Is the theatre, perhaps, trying to think of some little tricks that would help it slip somehow through the hands of history and historicism? Can the theatre, after all, leave the dangerous “shadow” of these “bogeymen of the past” in order to promote and develop certain quite specific – quite new and original – forms of memory: forms which are visual, emotional and cognitive?
What is, for instance, the differentia specifica of the famed emotional memory – one of the basic categories of the renowned theatrical system of Constantin Sergeyevich Stanislavsky – that makes this type/kind of memory essentially different from its other types/kinds?
How should we, in fact, treat theatre today: as one of the media relevant to our recent culture (including the culture of entertainment) or as one of the respectable sites of memory which, among other things, is indicative of the maturity of a certain environment (nation, culture, etc.), of its ability to enter into a dialogue with itself, to preserve its own past and to liberate itself from the prejudices and stereotypes…?
The series of “difficult questions” that this text tries to address shows, perhaps, that the time has come for a different way of reading the theatre.
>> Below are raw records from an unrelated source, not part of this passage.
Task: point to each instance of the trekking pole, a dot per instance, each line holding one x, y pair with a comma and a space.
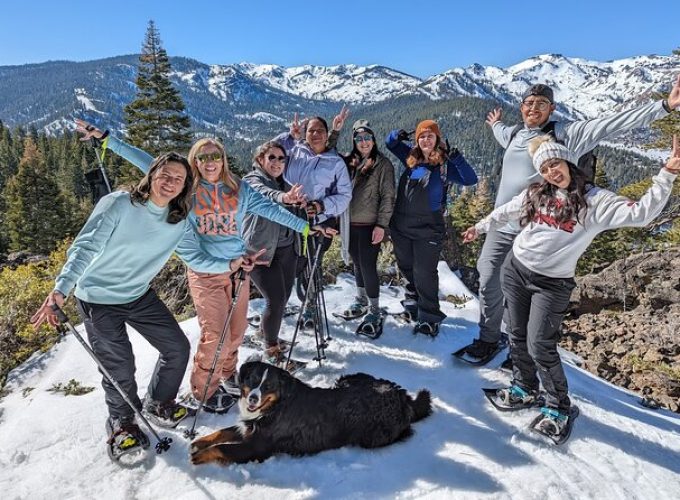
310, 283
163, 443
241, 277
96, 144
318, 324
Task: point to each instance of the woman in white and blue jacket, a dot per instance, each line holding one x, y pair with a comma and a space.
417, 227
324, 179
220, 201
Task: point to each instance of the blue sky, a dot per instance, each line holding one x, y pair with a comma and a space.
417, 37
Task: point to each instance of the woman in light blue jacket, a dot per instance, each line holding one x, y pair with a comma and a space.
219, 203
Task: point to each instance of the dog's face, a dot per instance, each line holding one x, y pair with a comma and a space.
261, 388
Or, more specifically, perhaps we should dare gradually substitute some of the “standard” methods of reading/interpretation of the theatrical phenomena (methods which, in the meantime, have become quite “used up” due to their, often uncritical, exploitation) with other and different methods (those that are more vigorous, more curious, less resolute/rigid and even dogmatic.)
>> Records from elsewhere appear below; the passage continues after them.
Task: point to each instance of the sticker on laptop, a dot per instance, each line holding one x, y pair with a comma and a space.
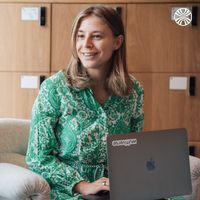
126, 142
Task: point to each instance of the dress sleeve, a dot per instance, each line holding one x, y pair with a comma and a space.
43, 145
137, 120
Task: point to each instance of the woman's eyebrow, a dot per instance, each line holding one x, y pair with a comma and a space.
81, 31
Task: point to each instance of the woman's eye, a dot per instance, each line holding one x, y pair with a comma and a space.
80, 36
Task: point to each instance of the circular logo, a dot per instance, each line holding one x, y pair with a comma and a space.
183, 16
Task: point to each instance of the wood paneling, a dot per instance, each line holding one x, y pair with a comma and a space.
15, 101
165, 109
24, 45
157, 44
99, 1
62, 18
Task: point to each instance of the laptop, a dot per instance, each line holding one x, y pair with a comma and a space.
148, 166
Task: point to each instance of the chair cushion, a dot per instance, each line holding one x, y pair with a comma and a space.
13, 158
18, 183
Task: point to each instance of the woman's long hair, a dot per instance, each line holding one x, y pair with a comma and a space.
118, 81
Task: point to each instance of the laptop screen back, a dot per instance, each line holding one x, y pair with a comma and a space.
149, 165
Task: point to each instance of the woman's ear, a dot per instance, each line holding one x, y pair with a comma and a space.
118, 42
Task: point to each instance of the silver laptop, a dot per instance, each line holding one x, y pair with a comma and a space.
149, 165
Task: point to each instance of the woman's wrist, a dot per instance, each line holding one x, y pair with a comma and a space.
79, 187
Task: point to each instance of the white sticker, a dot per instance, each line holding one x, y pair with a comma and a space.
178, 83
30, 82
29, 13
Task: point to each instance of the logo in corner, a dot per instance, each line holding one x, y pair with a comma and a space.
126, 142
183, 16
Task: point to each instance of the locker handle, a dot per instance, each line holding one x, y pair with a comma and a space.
42, 16
119, 10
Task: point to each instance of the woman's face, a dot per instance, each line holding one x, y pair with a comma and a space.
95, 43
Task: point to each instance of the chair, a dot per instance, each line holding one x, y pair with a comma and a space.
19, 183
16, 181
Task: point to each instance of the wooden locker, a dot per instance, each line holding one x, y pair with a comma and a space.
168, 109
15, 101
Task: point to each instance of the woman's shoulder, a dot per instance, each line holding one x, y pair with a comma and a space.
137, 87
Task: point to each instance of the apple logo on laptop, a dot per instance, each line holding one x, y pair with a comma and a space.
151, 165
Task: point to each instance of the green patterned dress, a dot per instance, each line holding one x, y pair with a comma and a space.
67, 141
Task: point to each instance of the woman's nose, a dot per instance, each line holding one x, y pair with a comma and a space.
88, 42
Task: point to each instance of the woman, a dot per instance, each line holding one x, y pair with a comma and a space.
76, 109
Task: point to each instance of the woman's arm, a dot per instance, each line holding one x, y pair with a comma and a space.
43, 145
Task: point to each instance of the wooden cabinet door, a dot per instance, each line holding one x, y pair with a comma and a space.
63, 16
24, 44
15, 101
155, 43
168, 109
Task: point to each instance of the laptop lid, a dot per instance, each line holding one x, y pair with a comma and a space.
149, 165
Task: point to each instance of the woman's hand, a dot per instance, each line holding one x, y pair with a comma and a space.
86, 188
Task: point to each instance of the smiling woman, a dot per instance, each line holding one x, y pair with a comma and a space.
76, 109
1. Memorabilia as Source Material

The road to one such potential theatrological/dramaturgical method (methods in status nascendi?) perhaps leads through the exploitation of different experiences which historiography has luckily enough gathered and skillfully tested in the course of the past decades. In fact, historiography is a humanistic discipline whose subject are precisely the past and memory, and therefore it is believed to be the greatest authority “responsible” for their adequate treatment. Despite the prejudice that it is one of the “most conservative” sciences in general, in the course of the 20th century it succeeded in imposing itself as one of the more curious and courageous disciplines.
The credit for such status of this scholarly field undoubtedly should be given to the already (globally) renowned French school of “new historians” or “school of analysts” (L’Ecole des Annales) which, by changing the perspective from which we should learn about things (appreciate and value them) decisively changes our collective attitude to memory “as such” of all that we want to remember. Upholding its theoretical and methodological innovations quite vehemently, convincingly and strongly supporting them with arguments, the practitioners of this agile “school of analysts” have succeeded in carrying out a serious historiographic r/evolution which, in the second half of the past century, visibly “upset” historiography, but also left far-reaching consequences in the explorations that continue to the present day.
It is their new and incomparably “more open” and “more direct”, more lucid methods of the interpretation of the past and the modes/ways we remember it that are that have proved to be greatly beneficial and we should be grateful exactly to the proponents of this “school of analysts” – and their followers. These different methods enable us to begin to look at and interpret the so-called factography (which always documents, but also determines the so-called reality, including that which we remember) in a completely different manner.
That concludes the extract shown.